There is no easy answer as to why fake news exists, but one reason may be confirmation bias.

Confirmation bias is the inclination to search for or interpret information that favors one’s current or prior beliefs. In other words, some people only believe information that reflects their beliefs.

There is no quick way to determine whether a news source is credible.

People can find credible news by putting aside world views and emotions and start critically thinking about what they are reading.

Here are some basic forms of fake news.


How to spot bias

News companies targeting a specific political demographic aren’t fake news. If news is reported, and it did happen, it is still news. If the news company targets a conservative or liberal audience, the news may have some bias to it.
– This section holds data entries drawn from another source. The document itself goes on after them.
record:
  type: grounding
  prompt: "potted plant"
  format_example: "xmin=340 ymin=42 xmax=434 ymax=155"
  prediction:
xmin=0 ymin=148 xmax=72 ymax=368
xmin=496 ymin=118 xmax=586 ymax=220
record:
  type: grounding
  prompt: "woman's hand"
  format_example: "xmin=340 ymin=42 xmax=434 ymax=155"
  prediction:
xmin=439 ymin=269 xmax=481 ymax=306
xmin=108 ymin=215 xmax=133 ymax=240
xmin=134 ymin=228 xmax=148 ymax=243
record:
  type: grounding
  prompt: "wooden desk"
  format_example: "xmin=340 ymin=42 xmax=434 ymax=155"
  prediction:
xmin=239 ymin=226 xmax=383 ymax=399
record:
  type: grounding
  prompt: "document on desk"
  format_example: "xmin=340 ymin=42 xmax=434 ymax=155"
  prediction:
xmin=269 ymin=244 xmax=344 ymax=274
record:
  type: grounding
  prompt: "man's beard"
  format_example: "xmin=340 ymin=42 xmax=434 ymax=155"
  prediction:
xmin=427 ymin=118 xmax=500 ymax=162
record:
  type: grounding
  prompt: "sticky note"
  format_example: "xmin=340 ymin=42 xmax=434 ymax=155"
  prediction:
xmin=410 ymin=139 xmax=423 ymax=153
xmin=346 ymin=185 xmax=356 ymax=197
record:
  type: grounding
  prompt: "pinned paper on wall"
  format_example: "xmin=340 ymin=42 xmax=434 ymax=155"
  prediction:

Within the crossfire of bias bipartisan propaganda, there are three sides to every story—the left, the right, then the truth somewhere within them. Not left. Not right. Not center. Just somewhere in there. No side is credible by default. 


How to spot click-bait

The purpose of a headline is to summarize the overall message of an article. If a headline is misleading and has little or nothing to do with the article, it is considered click-bait.

Here is an example of a click-bait article on a right-wing website. The policy in the article exists but it is not discriminatory. Discrimination is the unjust or prejudicial treatment of different categories of people. If a reader feels that developing a policy that concentrates on minorities over majorities is unjust, that would be their opinion.


How to spot tabloids

The most obvious source of fake news are tabloids, often found at grocery checkout lanes.

Tabloids don’t hide as well as other fake news sources, like when the 1994 Los Angeles earthquakes opened the gates of hell, or when Bigfoot accepted Bat Boy’s vice presidential request during the 2020 election.

Although some tabloids have offered true stories, like during the OJ Simpson trial. They mostly exist to entertain readers.

Photo courtesy of Weekly World News

How to find a credible news

In order to make rational choices about the news, people need objective and ethical journalism. Opinions claiming to be factual circle around the water cooler and become a microcosm of misinformation.

Credible news follows basic tenants of journalism: accuracy and objectivity. Sometimes non-credible news sources can be hard to recognize.
Here are some ways to determine whether a news source is credible.

  • Research the news source and the reporter.  Evaluate the news story and its key facts
  • Search the internet to see if other news organizations have reported the same claims
  • Investigate the article’s sources for bias. Make sure the story has at least two varying perspectives.
  • Look at things like the news organization’s reputation, longevity of the organization and circulation numbers. The longer a media company has been around, the more likely they’ve provided honest journalism.